As a mother to two boys, I often think about how the choices my husband and I make during their childhood will effect the men they become. I want my boys to grow up learning to be gentlemen, while accepting women as their equals. I want them to be kind and accepting, but never to be perceived as weak. I want them to be confident, without being arrogant. There are many more things I want and envision for them, but most importantly, I want them to be happy, and always feel loved beyond measure.
Being a parent is the best kind of hard there is. There are thousands of blogs and articles out there representing this. Through my personal experience, I've realized that being the best parent to my sons, means being the best me that I can be. This does not always come easy for me. I fall prey to laziness, selfishness, anxieties and greed more often than not. I've decided to blog in an effort to find peace with myself... To create a better relationship with myself...to be kinder to myself...to challenge myself to be better, and to take moments out of everyday to appreciate the joy, and document it. I want my boys to be able to look back and see how wonderful they have made this life for me... For us. Children have the incredible talent to make a routine day extraordinary... If they can't remember some of these days, I want them to be able to look back and see the joy they have filled the world around them with.
Jamal and I have recently experienced some difficult life events, which have been an unfortunate reminder that each day on this earth is not promised.
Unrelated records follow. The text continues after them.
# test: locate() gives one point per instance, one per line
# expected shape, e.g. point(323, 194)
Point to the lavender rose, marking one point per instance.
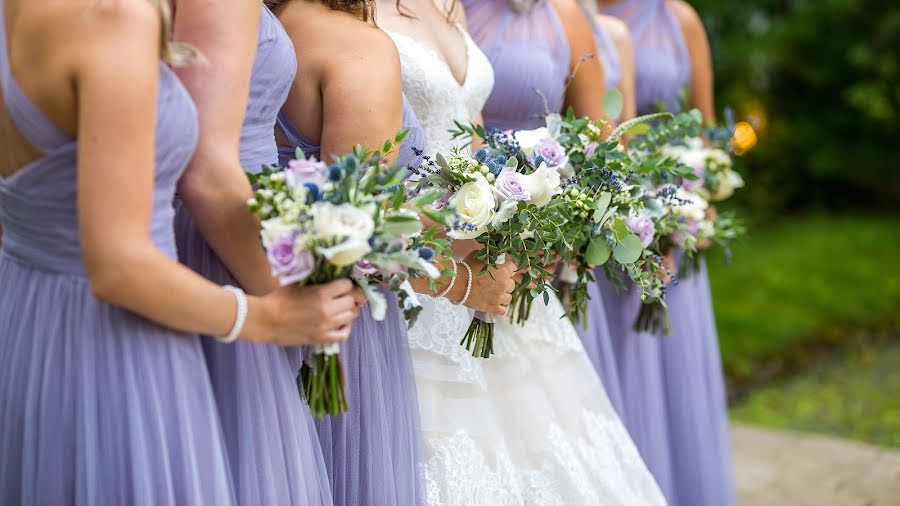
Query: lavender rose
point(551, 151)
point(288, 265)
point(310, 170)
point(509, 186)
point(643, 227)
And while that mere fact terrifies me and is a source of many anxieties for me (and I am sure every other human being on this planet), I want this blog to serve as a reminder of how great each day has been.
This will be my personal outlet, but I invite our family and friends to read along and communicate with us through this arena. I am a blog reader and lover. Unlike many of the blogs I follow, my photos will be imperfect, my house a mess, and I will rarely be a fashion maven. But I hope that if you stumble across this space, a piece of it will bring you happiness.
And to my main man and my two little men... Thank you for choosing me. I love our life.